Journal Contents: WAMCAES NEWS 1, Spring 2002

• Message from the WAMCAES team.
• No Curses Please: WAMCAES launch, the opening address - Gary Morgan.
• Modern Research on Ancient Lives: The Nicholson Museum Egyptian Mummy Project - Karin N. Sowada.
• Seeing Beneath the Skin: An interview with Dr Alanah Buck, forensic
anthropologist - Jacquie Gregson.
• Alexandria: the ancient city and its people - Gae Callender.
• Alexandria Underwater: experiences with a UNESCO mission to
Alexandria - Graeme Henderson.
• A lecture evening with Joyce Tyldesley & Steven Snape reviewed by - Jacquie Gregson.
• FOCUS point - The Bent Pyramid - Heather Tunmore.
• Objects from the collections - Ushabtis,workers for the dead - Moya Smith

LEFT: 19th Dynasty (1307 - 1196 BC) wooden ushabti from the Western Australian Museum collection.

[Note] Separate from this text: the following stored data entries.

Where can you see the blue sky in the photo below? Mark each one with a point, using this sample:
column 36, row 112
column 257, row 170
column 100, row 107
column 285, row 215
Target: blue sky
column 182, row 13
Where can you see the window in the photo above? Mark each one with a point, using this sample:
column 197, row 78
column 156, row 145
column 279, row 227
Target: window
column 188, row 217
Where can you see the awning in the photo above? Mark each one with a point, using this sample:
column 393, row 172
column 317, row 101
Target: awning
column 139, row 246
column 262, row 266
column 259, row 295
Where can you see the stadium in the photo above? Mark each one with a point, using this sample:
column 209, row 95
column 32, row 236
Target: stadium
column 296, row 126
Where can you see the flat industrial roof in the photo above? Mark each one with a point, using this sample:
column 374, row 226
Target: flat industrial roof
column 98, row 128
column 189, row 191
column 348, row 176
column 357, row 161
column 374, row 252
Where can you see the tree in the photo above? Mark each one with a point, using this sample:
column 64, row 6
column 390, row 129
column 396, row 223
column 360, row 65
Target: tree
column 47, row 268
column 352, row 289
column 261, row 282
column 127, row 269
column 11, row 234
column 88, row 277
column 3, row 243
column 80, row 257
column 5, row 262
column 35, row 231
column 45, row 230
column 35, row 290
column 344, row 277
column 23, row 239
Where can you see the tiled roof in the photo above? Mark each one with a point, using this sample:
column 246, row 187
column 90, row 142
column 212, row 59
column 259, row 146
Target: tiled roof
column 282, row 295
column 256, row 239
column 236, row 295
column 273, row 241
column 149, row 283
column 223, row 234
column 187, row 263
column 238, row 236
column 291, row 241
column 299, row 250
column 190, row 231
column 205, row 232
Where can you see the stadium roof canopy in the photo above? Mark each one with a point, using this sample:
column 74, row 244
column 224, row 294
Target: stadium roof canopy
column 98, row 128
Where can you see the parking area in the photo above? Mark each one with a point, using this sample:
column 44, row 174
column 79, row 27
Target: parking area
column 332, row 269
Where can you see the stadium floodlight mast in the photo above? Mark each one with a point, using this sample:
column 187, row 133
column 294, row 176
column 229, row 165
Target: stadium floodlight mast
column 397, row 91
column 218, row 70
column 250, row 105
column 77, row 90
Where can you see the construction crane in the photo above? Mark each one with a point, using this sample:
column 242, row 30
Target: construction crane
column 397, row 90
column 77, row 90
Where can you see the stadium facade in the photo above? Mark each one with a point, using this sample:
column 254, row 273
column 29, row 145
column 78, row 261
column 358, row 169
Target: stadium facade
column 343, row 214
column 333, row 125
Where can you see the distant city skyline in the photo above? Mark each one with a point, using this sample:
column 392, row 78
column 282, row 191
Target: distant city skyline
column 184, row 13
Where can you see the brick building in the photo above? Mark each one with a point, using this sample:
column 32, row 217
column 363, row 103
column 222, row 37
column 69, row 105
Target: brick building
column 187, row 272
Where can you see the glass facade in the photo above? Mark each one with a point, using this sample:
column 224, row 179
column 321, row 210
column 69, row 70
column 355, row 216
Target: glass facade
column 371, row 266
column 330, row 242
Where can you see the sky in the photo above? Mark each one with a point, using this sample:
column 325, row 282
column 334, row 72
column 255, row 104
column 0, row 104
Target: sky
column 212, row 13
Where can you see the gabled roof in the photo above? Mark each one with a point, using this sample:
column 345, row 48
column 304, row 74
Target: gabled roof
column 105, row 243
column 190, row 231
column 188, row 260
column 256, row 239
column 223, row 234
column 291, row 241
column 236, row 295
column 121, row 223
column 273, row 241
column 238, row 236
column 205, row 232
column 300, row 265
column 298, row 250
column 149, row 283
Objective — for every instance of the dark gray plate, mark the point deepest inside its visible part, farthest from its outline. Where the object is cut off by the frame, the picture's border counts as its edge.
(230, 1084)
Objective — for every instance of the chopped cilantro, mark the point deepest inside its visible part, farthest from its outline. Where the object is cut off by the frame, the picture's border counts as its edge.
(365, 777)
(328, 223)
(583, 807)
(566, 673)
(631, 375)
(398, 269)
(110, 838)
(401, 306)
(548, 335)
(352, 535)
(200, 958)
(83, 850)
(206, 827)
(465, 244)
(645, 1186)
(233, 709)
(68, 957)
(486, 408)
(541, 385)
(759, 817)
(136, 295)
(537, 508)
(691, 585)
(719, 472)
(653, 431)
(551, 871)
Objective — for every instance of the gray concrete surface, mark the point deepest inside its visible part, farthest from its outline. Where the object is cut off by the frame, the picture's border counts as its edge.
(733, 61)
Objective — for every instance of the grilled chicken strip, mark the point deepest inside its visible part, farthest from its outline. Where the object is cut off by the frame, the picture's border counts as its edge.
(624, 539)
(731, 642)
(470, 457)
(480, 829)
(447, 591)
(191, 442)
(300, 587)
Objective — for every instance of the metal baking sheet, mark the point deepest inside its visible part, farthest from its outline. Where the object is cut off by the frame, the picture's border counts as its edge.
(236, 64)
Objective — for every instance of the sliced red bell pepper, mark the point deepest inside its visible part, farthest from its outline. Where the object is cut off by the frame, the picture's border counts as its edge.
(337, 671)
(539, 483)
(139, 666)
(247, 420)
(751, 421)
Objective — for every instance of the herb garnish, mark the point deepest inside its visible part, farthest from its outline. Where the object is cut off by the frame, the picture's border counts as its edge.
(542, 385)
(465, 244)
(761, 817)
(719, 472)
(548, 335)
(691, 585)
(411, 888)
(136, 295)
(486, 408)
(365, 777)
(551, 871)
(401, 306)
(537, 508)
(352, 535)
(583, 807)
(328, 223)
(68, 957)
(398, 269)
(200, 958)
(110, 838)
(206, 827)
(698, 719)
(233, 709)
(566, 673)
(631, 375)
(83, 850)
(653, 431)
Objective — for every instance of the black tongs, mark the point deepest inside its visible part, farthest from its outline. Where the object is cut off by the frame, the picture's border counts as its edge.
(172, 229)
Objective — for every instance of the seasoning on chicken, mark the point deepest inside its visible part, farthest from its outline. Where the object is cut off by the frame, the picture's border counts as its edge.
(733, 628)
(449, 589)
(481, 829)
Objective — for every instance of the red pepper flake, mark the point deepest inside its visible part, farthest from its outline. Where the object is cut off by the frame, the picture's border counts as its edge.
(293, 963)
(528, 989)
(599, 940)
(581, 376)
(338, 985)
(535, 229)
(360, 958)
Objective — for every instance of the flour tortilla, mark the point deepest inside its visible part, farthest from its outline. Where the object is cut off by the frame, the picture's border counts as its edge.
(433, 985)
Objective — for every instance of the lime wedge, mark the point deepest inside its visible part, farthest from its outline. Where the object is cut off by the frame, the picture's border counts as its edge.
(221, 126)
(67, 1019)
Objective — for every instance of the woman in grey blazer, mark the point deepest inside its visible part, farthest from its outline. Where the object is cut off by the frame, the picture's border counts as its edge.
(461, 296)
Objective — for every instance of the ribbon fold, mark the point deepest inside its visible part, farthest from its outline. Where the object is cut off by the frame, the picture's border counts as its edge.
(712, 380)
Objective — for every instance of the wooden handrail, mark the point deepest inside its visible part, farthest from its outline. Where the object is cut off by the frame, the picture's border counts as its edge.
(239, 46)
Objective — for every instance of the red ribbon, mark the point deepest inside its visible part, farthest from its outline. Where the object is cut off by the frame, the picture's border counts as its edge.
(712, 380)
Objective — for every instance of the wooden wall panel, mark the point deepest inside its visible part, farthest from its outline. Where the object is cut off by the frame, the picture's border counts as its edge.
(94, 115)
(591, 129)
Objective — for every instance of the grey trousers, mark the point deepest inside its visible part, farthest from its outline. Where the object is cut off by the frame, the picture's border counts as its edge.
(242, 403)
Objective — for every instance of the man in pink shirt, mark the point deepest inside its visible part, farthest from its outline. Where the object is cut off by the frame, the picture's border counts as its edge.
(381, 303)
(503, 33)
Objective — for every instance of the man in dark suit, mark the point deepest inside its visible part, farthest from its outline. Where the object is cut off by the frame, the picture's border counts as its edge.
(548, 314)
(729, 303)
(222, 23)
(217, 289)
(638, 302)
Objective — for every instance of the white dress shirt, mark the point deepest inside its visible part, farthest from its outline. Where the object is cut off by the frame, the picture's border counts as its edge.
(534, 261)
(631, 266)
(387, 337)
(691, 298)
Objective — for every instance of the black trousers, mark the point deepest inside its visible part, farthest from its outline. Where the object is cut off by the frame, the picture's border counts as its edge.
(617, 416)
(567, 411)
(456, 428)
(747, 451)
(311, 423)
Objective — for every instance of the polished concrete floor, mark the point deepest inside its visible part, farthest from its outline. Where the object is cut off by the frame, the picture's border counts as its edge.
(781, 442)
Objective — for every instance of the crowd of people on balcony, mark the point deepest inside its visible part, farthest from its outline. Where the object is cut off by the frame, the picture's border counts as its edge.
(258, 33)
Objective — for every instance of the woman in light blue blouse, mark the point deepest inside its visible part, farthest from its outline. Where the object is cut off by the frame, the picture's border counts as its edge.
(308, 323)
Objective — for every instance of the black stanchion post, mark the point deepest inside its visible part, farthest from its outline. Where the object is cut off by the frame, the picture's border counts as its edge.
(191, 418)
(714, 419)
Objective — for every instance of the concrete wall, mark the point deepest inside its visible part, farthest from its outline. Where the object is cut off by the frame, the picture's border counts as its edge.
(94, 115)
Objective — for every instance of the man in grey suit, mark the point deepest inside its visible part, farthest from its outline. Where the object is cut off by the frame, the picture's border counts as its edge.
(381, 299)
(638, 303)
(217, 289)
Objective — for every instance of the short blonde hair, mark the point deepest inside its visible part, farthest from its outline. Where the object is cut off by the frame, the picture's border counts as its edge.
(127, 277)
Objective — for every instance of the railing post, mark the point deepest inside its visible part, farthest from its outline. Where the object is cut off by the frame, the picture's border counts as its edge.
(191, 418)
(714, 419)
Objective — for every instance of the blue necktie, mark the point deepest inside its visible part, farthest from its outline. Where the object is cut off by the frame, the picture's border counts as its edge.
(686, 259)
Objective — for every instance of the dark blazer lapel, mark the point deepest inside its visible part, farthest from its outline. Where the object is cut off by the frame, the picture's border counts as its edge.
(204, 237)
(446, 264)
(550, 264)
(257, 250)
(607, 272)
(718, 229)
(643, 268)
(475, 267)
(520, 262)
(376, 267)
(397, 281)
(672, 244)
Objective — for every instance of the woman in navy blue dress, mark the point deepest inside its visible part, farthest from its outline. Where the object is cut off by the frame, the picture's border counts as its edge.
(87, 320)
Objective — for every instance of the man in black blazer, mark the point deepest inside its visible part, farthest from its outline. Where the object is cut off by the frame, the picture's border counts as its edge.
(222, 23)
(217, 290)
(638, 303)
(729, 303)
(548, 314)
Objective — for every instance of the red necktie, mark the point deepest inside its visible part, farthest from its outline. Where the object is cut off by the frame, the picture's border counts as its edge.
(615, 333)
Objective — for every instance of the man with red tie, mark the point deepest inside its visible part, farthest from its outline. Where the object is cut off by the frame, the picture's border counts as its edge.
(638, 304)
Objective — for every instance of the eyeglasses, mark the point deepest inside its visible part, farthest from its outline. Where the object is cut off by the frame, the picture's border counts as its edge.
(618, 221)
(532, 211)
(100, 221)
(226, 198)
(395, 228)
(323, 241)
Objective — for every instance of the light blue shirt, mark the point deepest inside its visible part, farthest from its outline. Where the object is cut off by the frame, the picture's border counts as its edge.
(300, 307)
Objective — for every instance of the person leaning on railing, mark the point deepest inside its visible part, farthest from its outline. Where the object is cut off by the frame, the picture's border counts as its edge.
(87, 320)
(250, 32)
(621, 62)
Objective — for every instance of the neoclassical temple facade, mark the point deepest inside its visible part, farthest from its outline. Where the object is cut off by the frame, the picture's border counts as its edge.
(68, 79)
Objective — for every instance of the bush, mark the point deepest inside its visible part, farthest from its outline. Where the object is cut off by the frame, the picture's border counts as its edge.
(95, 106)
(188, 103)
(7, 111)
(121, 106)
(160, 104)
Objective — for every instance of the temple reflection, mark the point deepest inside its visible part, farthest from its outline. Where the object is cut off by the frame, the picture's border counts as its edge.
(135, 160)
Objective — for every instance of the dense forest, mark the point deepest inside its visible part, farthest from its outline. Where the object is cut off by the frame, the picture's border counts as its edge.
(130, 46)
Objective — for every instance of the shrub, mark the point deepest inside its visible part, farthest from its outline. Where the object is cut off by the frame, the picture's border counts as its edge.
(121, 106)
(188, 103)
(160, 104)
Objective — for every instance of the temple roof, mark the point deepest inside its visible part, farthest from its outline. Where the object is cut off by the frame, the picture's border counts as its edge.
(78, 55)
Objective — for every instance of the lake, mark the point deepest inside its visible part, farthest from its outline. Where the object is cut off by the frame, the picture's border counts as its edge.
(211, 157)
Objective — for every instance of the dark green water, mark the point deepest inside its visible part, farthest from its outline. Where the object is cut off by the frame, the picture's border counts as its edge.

The owner's name Djhut har maktu, [the god] Thoth is my protector is deeply incised. Ushabti figurines were buried with the dead to answer on their behalf in the Afterlife, when the owner was called to do agricultural duty.

The incised hieroglyphs are a segment of a magical spell, often referred to as Chapter 6 from the Book of Coming Forth By Day, today called The Book of the Dead.